As I write fervently about the frustration that makes me go crazy at this juncture, I notice on the 'Title' area and realize I have to touch upon 'Software' and 'Corporate'. Real Stinkers...That is what they really are....Why can't we all just be self employed? All of us I mean. It is just getting sicker by the day..this software thing... that's earning the bread, butter and alcohol for us poor twenty somethings....it is a pain in the ass. Listening to the dumbest of customers who blab from across several thousand miles is one thing.

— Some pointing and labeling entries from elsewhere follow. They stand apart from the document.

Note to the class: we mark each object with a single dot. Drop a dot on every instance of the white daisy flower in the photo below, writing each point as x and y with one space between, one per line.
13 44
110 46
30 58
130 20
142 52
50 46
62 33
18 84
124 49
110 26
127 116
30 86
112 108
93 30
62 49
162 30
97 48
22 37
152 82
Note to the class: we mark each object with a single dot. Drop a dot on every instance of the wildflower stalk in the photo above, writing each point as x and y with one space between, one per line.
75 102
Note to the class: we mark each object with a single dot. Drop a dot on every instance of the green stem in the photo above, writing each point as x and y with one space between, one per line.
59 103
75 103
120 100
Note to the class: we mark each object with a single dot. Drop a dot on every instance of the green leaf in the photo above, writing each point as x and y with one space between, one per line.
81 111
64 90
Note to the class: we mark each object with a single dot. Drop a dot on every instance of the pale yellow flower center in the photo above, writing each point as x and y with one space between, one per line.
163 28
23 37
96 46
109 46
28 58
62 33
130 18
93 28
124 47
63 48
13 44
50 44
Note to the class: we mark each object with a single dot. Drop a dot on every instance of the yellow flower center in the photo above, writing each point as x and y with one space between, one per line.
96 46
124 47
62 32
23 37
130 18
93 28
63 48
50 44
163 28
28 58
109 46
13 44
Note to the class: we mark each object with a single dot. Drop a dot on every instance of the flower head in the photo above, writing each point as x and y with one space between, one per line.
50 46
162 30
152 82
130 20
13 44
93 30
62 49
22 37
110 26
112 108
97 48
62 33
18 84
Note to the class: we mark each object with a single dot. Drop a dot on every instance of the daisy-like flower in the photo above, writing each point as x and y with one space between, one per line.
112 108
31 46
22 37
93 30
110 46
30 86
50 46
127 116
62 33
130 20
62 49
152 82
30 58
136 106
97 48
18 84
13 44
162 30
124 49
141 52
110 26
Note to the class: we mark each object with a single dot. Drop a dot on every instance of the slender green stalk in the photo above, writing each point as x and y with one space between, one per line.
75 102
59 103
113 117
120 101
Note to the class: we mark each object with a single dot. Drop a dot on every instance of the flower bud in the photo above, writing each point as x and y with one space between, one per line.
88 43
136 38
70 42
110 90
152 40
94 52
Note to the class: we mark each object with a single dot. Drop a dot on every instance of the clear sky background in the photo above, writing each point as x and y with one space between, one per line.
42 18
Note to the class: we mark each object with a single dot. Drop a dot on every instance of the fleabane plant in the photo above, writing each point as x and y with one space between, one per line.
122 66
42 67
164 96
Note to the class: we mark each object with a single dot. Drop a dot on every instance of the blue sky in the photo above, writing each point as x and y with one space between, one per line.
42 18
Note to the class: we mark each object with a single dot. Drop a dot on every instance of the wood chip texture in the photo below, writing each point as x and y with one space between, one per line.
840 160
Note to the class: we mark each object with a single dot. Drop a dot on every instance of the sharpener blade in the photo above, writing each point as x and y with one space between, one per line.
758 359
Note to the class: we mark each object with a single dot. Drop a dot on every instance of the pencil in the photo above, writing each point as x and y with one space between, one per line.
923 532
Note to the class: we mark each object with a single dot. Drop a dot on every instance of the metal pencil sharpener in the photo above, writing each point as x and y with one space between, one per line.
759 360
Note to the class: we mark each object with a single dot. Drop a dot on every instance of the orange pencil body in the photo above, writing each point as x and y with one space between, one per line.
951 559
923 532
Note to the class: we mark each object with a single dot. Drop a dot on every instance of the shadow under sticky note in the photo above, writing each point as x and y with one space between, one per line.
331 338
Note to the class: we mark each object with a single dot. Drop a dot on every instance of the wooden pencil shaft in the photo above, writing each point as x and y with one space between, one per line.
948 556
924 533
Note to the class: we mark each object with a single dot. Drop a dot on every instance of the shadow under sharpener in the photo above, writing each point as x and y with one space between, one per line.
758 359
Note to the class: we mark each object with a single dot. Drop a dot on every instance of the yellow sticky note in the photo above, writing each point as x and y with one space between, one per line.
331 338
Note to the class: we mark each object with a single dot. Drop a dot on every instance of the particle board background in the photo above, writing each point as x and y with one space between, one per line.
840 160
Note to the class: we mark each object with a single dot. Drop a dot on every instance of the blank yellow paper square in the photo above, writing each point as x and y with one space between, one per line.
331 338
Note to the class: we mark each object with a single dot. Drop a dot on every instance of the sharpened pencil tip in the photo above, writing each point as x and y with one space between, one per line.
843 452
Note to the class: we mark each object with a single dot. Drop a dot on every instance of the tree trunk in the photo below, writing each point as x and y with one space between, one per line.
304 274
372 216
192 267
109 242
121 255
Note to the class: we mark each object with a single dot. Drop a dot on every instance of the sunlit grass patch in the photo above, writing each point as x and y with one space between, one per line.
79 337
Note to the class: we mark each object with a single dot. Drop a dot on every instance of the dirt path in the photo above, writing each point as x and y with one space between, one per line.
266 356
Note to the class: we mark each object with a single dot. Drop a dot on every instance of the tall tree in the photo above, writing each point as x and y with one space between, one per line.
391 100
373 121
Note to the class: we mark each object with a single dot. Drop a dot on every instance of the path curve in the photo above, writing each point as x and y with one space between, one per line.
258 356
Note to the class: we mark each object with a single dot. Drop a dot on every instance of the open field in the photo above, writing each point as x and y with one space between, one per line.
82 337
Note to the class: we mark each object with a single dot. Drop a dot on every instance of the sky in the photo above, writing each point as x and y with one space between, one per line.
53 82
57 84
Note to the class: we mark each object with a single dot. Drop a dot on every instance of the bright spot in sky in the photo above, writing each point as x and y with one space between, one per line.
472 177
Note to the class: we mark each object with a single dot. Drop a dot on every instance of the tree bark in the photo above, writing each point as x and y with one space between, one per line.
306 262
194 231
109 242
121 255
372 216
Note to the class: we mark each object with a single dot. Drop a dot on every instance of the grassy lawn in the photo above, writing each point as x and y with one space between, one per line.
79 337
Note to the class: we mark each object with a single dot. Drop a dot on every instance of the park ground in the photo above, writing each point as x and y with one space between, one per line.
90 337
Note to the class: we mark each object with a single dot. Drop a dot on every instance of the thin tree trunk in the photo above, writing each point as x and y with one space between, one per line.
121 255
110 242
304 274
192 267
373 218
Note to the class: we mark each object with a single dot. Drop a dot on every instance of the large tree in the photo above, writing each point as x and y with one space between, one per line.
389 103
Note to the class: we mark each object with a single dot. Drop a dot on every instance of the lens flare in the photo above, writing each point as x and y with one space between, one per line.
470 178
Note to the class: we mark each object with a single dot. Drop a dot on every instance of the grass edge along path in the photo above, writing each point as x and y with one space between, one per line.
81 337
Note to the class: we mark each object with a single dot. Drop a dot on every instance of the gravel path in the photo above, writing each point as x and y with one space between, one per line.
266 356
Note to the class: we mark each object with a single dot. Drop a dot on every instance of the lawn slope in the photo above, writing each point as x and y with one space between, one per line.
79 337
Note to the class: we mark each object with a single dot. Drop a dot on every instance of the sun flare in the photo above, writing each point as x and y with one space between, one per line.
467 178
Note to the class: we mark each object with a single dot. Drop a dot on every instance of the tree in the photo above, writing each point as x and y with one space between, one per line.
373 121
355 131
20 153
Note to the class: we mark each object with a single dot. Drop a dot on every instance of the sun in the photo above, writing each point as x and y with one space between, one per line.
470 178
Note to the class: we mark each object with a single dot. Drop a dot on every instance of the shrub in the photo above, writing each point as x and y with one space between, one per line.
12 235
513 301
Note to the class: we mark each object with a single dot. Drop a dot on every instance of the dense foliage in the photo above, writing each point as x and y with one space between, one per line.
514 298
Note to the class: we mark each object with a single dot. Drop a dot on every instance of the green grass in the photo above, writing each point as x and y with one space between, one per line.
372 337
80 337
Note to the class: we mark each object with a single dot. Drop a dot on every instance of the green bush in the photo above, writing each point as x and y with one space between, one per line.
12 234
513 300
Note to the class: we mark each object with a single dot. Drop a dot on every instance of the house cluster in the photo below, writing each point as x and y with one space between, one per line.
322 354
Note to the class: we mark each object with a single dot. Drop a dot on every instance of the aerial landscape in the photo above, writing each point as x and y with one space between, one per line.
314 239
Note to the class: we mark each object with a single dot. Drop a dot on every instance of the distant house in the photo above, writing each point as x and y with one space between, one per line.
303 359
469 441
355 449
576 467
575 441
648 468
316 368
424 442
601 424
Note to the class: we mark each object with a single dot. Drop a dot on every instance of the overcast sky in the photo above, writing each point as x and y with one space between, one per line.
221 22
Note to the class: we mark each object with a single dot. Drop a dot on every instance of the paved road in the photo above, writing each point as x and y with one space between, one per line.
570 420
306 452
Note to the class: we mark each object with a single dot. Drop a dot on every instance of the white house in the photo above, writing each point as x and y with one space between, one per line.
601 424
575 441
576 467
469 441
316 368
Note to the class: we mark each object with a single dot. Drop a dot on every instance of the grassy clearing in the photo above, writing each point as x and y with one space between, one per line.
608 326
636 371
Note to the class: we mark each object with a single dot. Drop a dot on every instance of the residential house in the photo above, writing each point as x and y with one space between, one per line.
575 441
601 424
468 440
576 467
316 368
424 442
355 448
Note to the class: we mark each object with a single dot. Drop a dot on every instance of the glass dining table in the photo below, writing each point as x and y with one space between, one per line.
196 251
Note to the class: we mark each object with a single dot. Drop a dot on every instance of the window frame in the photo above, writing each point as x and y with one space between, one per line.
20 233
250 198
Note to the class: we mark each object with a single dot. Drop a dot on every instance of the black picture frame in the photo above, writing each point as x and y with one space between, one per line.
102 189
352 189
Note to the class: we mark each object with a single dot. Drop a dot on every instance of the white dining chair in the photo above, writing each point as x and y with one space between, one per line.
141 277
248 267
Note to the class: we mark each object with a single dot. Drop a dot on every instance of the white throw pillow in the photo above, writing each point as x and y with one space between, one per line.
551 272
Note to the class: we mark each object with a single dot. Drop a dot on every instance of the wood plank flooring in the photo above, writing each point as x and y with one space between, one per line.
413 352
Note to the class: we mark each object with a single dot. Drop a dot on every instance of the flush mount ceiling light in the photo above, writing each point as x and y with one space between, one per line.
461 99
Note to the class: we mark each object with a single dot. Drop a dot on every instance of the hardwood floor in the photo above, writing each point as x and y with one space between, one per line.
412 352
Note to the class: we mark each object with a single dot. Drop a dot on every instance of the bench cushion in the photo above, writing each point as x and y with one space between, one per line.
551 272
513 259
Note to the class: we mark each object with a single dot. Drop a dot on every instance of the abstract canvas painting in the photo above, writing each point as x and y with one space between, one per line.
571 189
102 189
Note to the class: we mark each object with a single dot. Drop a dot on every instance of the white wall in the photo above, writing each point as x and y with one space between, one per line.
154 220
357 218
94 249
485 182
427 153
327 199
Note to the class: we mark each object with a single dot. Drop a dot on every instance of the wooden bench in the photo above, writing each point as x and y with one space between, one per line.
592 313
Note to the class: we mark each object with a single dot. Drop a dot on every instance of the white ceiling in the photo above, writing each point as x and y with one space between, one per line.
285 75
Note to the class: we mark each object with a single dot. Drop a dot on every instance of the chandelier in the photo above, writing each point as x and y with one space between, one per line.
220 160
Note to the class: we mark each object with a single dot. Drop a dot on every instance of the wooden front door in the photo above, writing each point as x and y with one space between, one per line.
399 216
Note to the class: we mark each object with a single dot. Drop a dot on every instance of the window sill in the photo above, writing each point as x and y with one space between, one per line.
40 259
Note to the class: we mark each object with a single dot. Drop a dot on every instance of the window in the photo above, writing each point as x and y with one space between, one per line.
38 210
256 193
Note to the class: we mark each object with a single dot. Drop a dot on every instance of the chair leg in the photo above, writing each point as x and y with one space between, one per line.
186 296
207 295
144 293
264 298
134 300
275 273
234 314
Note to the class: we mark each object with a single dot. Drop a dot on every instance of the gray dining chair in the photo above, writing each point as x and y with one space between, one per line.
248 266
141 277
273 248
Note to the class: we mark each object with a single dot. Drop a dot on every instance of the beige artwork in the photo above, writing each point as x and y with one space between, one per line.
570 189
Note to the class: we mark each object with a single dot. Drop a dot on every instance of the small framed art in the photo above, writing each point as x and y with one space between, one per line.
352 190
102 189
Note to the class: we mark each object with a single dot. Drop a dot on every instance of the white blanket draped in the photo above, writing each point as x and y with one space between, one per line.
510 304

But "indeed, sir- ing" and "your are right sir-ing" to such dumb asses makes you go crazy. When are these fools who buy 4000 lines of half-baked software for a few million dollars,going to cut the crap and start thinking rationally?I mean if they don't exist, this industry wouldn't exist and if you get the drift, we software engineers wouldn't exist at large. And we would be forced to do some other shit for the bread, butter and a. One may definitely tend to ask me at this point.."Why can't you quit and do something else you brat???". Yes, valid question. That takes me to the other part of the corporate equation. With software on one side, the corporate equation holds 'money' on the other side. Take a minute to try and look at it from the other side of the court. Isn't it just too difficult to say no to big money that comes for nothing???
Ok.....I am bored of this obfuscating the trivial problem thingy.....Point is....I am not able to get a b-school admit nor am I convinced about quitting a software job that pays...In other words, I am ok with one part of the corporate equation...viz money...but not ok with the other viz..software.... Thoughts????